Logging
When something breaks at 3am, logs are how you find out what happened.
What logging is
A log is a record of events your code emitted, in order. Things like "user signed in," "database query took 200 ms," or "payment failed: insufficient funds."
Every modern app emits logs all the time. To stdout, to files, to central services. They are your debugger in production where you cannot attach a real one.
The common log levels you will see.
DEBUG is very chatty. For development. Off in production. INFO is normal operation. "Request received," "job completed." WARN is something unusual but not broken. "Retry succeeded after 2 attempts." ERROR means something failed. "Database connection lost." FATAL means the app cannot continue. About to crash.
The volume difference is big. DEBUG can be thousands of lines per second. INFO might be hundreds. ERROR ideally is zero.
Structured logging
The old style is a plain string. "User 42 logged in from IP 1.2.3.4".
The modern style is structured JSON.
{ "event": "user_login", "user_id": 42, "ip": "1.2.3.4", "ts": "2024-..." }
This matters a lot at scale. To query strings, you need regular expressions. To query JSON, you can index and filter the fields directly.
Modern logging libraries like winston, pino, and structlog emit structured JSON by default. Your aggregation system parses it natively.
Add context to every log. Which service emitted it. Which trace ID it belongs to. Which user, if any. Without context, a log is "something happened somewhere." With context, it is "this request from this user hit this error."
Central aggregation
Logs on individual servers are useless at scale. You have 100 servers. You cannot SSH into each one to read logs.

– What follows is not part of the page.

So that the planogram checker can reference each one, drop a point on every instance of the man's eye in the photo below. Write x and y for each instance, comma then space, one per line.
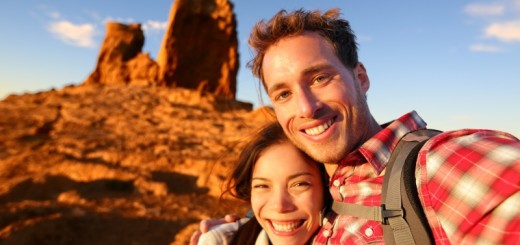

The standard pattern is to ship every server's logs to a central log aggregator. Search across the whole fleet from one place.
Common tools.
The ELK stack (Elasticsearch, Logstash, Kibana) is open source, self-hosted, and powerful. Datadog Logs, Splunk, Sumo Logic are managed services. CloudWatch Logs and Google Cloud Logging are built into the cloud platforms.
The aggregator indexes the JSON fields. You can ask questions like "show me every ERROR log from the checkout service in the last hour where status was 500."
Without central logging, you cannot do production work at any real scale. It is table stakes.
What to log, what not to log
Log every request that comes in, with a trace ID, user ID, and response code. Log errors with full stack traces. Log important state changes. "User upgraded." "Order shipped." "Config reloaded." Log slow operations that go over a threshold.
Do not log passwords, API keys, or credit card numbers. Ever. Logs are the number one leak path for secrets. Do not log personal info you do not need, like full names or addresses. Stay compliant with GDPR and CCPA. Do not run DEBUG-level logs in production. Volume costs money and drowns out the signal.
Storage gets expensive at scale. Hot logs that you can query within seconds are usually kept for 30 days. Cold logs go to cheap object storage for long-term audit.
Logs are write-once. Once they ship, they are evidence. Treat them that way.